“你问了另一位长老关于火灾的事了吗?”
“问了。”
两人对了说辞,发现老人的口径都一致。
雷恩斯:“那现在,按计划……去郊外?”
莱拉:“去。”
……
诞流村的边缘,距离河流和结界尚有一段距离。郊外的血色土壤上长出了色彩斑澜且诡异的绿植,莱拉和雷恩斯踏在了路上。

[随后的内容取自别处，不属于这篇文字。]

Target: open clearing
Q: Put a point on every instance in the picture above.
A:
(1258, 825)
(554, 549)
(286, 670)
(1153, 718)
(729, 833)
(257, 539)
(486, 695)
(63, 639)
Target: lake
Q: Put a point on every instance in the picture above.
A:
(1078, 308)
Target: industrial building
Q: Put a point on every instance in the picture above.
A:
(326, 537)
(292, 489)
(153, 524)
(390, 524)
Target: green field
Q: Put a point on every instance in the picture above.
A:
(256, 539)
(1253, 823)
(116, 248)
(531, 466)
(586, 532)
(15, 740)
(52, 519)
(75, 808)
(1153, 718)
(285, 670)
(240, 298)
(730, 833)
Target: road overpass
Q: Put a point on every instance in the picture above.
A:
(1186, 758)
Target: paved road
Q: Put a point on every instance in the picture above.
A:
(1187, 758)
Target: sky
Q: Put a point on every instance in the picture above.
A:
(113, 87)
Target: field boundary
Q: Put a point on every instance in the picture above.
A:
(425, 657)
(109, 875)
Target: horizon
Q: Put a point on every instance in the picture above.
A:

在事发后,他们便进行了分工调查,如今是打算做另一件事。
“那天,你亲眼看见她从河流里捡起了钥匙?”莱拉问。
“是。”雷恩斯答。
他自然把看见阿兰钥匙的事告诉了莱拉,他们如今就是要去查验河流的尽头。
而环村河中,血流正汨汨涌动,他们一路朝上游移动,却在撞见一排排石碑时停住了脚步。
“……这里怎么又是墓地?”
一排排墓碑,竟修建在堤岸上,而也是在这里,狭窄汹涌的水道扩大,水流涌到了诞流村。
但这些墓地,不同于埋在阿兰的那个墓地,上面长满了野草。
雷恩斯却突然警觉地道:“怎么这里似乎有结界?……还来源陌生?”
这意味着者他们之前在这里接触过的所有结界的发出者不同。
警惕心起,雷恩斯蓦地放大了感知,却在感知到方位后,用召唤出的“恶灵”卷向了位于墓地尽头的一个石碑。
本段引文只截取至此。